If the neutron star is too large, the gravitational forces overwhelm the pressure gradients and collapse cannot be halted. The neutron star continues to shrink until it finally becomes a black hole. This mass limit of a neutron star for this to happen is only a couple of solar masses, that is about twice the mass of our sun, and so we should expect at least a few neutron stars to have this mass. (Our sun is not particularly large; in fact it is quite small.)

A supernova occurs in our galaxy once every 300 years, and in neighbouring galaxies about 500 neutron stars have been identified. Therefore we are quite confident that there should also be some black holes.

Observational Evidence for Black Holes

HST image of NGC4261.

HST image of NGC4261

Dust disk around a black hole

This Hubble Space Telescope image of galaxy NGC4261 contains three main features.

The outer white area is the core or centre of NGC4261.

Inside the core there is a brown spiral-shaped disk. It weighs around hundred thousand times as much as our sun.

Because it is rotating we can measure the radii and speed of its constituents, and hence weigh the object at its centre. This object is about as large as our solar system, but weighs 1,200,000,000 times as much as our sun.
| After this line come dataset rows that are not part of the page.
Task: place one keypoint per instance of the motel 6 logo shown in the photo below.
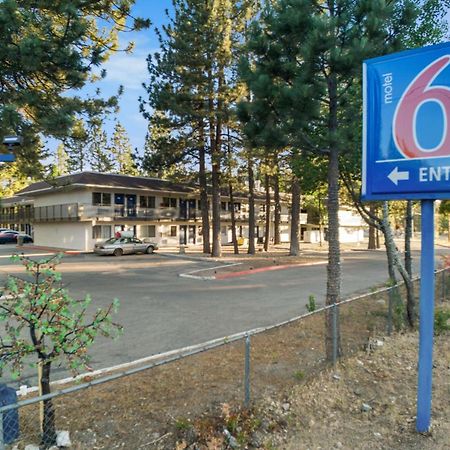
(406, 148)
(418, 93)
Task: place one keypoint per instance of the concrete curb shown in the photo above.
(242, 273)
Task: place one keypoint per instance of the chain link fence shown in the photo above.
(144, 406)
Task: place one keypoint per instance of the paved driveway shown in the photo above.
(161, 311)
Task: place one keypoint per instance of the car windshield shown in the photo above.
(112, 241)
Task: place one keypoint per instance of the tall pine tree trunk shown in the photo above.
(277, 214)
(334, 254)
(251, 206)
(267, 222)
(295, 217)
(372, 244)
(391, 247)
(408, 236)
(215, 142)
(204, 193)
(231, 192)
(233, 220)
(48, 425)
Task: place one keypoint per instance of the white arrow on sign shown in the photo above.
(395, 176)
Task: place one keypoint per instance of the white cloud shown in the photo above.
(127, 70)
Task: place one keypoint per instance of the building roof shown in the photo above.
(105, 180)
(99, 180)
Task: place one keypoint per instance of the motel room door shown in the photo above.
(187, 234)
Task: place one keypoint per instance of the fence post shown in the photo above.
(247, 371)
(2, 441)
(443, 286)
(334, 331)
(390, 308)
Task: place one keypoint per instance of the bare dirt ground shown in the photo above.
(298, 402)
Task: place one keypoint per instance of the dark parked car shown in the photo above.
(11, 237)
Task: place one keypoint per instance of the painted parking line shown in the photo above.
(223, 276)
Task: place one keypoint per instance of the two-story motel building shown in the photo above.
(76, 211)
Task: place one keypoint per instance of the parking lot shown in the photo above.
(161, 311)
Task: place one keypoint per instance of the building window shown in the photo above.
(149, 230)
(101, 198)
(101, 231)
(169, 202)
(119, 199)
(146, 201)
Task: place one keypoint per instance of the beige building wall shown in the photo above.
(62, 198)
(70, 236)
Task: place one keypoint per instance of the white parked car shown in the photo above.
(124, 245)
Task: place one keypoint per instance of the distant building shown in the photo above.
(76, 211)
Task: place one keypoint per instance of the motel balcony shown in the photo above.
(83, 212)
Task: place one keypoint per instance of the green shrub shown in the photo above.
(441, 321)
(311, 305)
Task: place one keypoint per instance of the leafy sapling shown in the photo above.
(41, 321)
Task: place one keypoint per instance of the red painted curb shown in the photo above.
(224, 276)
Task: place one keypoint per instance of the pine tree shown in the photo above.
(190, 92)
(122, 152)
(76, 148)
(61, 160)
(101, 159)
(304, 79)
(47, 49)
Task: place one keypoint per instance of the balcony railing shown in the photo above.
(81, 212)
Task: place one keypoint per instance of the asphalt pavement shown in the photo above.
(161, 311)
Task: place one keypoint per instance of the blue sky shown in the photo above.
(130, 71)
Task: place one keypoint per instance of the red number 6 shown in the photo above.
(419, 92)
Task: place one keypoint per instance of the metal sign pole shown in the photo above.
(426, 325)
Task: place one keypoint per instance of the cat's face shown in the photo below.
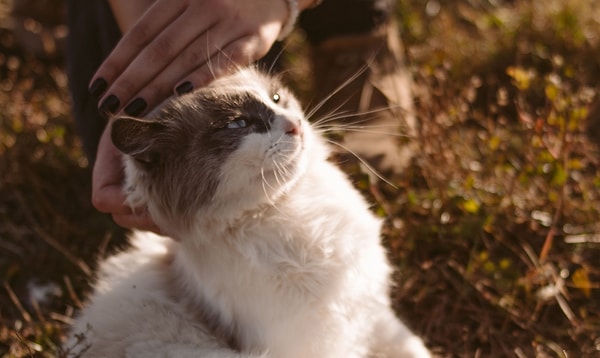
(240, 141)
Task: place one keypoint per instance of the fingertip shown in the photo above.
(98, 87)
(184, 87)
(109, 105)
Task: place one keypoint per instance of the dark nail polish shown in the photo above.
(110, 104)
(185, 87)
(98, 87)
(136, 107)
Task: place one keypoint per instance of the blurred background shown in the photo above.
(494, 226)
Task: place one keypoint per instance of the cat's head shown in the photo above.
(229, 147)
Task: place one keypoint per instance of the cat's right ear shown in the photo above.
(137, 137)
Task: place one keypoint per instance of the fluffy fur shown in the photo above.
(275, 254)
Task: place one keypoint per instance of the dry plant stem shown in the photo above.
(15, 300)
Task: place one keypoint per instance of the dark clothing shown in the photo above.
(93, 33)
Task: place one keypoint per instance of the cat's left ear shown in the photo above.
(137, 137)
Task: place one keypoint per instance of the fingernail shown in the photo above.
(98, 87)
(185, 87)
(136, 107)
(110, 104)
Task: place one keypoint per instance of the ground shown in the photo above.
(494, 226)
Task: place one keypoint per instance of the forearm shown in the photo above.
(127, 12)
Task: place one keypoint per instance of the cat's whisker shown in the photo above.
(321, 103)
(379, 130)
(364, 162)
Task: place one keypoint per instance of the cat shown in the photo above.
(273, 252)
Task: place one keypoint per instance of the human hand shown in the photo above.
(107, 188)
(178, 45)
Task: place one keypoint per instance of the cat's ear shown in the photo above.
(137, 137)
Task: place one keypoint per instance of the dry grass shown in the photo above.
(495, 226)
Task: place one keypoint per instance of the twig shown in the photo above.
(13, 297)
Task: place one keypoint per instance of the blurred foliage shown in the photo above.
(494, 226)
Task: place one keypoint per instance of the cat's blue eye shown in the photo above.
(238, 123)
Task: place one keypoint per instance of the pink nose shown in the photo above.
(291, 126)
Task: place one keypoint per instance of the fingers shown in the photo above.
(178, 45)
(130, 68)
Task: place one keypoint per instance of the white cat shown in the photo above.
(274, 253)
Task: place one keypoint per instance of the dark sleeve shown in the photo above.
(345, 17)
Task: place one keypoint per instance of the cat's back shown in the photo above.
(131, 308)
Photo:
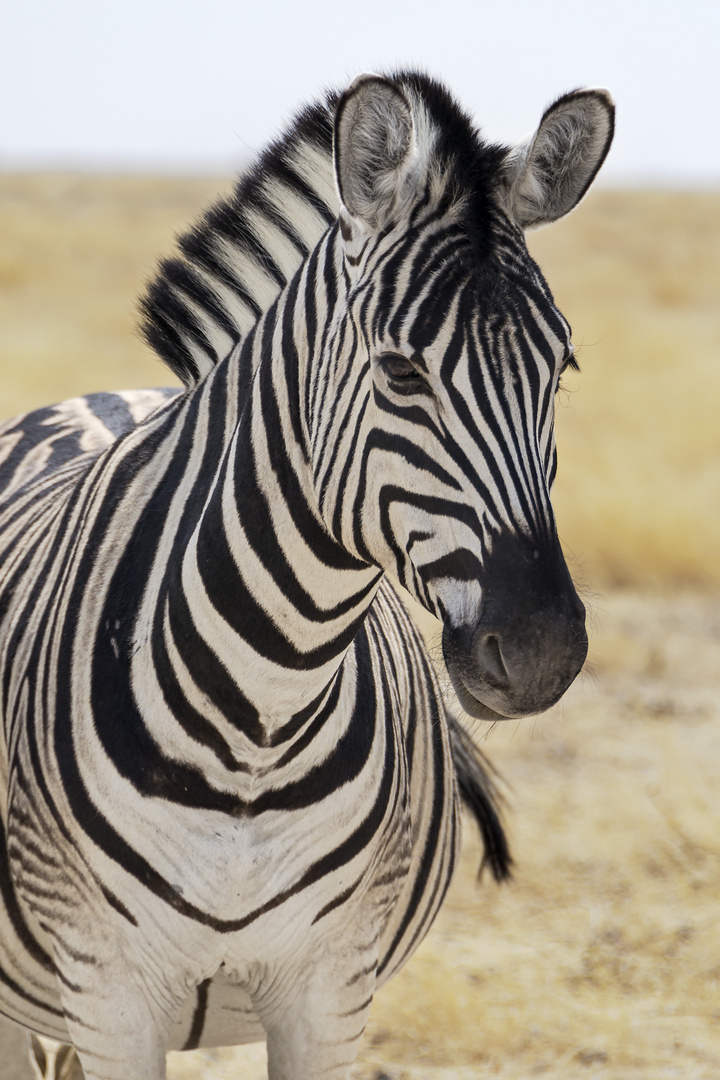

This means that gravity is about one million times as strong as on the sun. Almost certainly this object is a black hole.

Black hole in M87

M87 is an active galaxy, one in which we see interesting objects. Near its core (or centre) there is a spiral-shaped disc of hot gas. The first picture places it in context. The second superposes spectra from opposite sides. This allows us to determine the speed of rotation of the disk and its size. From this we can weigh the size of the invisible object at the centre.

The galaxy M87, in which we see evidence of a black hole.

The galaxy M87, in which we see evidence of a black hole

Although the object is no bigger than our solar system it weighs three billion times as much as the sun. This means that gravity is so strong that light cannot escape. We have a black hole.

In the first figure, there is a diagonal line. This is believed to be the passage out of those fortunate particles which escape along the axis of rotation and avoid being swallowed by the black hole.